Chablis is an appellation within the wine region of Burgundy and is one of the most famous and well-known AOCs in the world. The presence of vineyards on the left bank of the river Serein can be traced back to the Middle Ages with records showing that although it was Romans who introduced vines to Chablis, it was Cistercian Monks who firmly established viticulture in the region.
It is part of a region known as the Chablisien. It groups together 3 appellations including the “Petit Chablis”, Chablis (with the mention “Premier Cru”) and Chablis Grand Cru. The only grape variety authorised for wine production is Chardonnay, the great white grape variety of the Burgundy region.
The 3 appellations are located 150 kilometers southeast of Paris and north of Burgundy. Petit Chablis AOC is located on cooler and less exposed terroirs. The Chablis AOC is located on the slopes of the tributaries of the river Serein. The Premier Cru and the Grand Cru vines are located on the best slopes with great exposure. Vaudésir, Valmur and Bougros are Grand Cru sites which are famous all over France. The climate is unique, with continental influences.

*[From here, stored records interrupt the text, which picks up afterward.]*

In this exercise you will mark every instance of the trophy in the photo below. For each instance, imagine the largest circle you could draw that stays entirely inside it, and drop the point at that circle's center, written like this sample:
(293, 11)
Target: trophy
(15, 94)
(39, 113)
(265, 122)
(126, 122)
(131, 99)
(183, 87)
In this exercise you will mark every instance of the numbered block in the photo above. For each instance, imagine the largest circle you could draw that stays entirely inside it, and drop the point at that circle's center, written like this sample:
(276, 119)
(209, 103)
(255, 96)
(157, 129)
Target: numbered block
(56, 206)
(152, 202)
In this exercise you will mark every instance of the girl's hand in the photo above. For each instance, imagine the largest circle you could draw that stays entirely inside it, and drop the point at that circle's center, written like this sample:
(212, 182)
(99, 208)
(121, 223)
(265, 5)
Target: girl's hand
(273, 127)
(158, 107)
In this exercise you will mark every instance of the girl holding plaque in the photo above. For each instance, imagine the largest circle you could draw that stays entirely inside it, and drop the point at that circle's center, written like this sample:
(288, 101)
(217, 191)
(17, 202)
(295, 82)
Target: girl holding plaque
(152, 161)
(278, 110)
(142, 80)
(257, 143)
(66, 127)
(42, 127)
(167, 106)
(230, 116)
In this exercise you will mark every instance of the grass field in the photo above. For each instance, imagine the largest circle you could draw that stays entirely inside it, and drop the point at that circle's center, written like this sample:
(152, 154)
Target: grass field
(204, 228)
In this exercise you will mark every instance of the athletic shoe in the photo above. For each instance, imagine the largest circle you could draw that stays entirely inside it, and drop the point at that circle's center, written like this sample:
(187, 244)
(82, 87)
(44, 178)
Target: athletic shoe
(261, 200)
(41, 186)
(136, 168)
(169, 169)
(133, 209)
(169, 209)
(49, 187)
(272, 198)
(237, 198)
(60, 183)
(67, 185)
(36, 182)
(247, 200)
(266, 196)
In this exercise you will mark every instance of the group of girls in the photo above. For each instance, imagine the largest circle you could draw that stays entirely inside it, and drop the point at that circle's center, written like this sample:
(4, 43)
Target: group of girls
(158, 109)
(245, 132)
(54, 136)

The wines are fresh with bright acidity. The higher we move up in the hierarchy of appellations, the more balanced and complex the wines tend to be. Chablis often has stone fruit , oyster shell and citrus fruit aromas. The Premier Cru and the Grand Cru wines often offer more robust aromas such as hazelnut, wood and butter. The freshest wines are perfect to open the taste buds during the aperitif. The most complex wines are ideal with a magnificent veal rib or grilled lobster.
The best wines can be kept for up to 10 years or more and should be drunk between 12 and 14 degrees. A small selection of great winemakers can even make wines capable of ageing for longer than 10 years, with unique aromas and impressive length.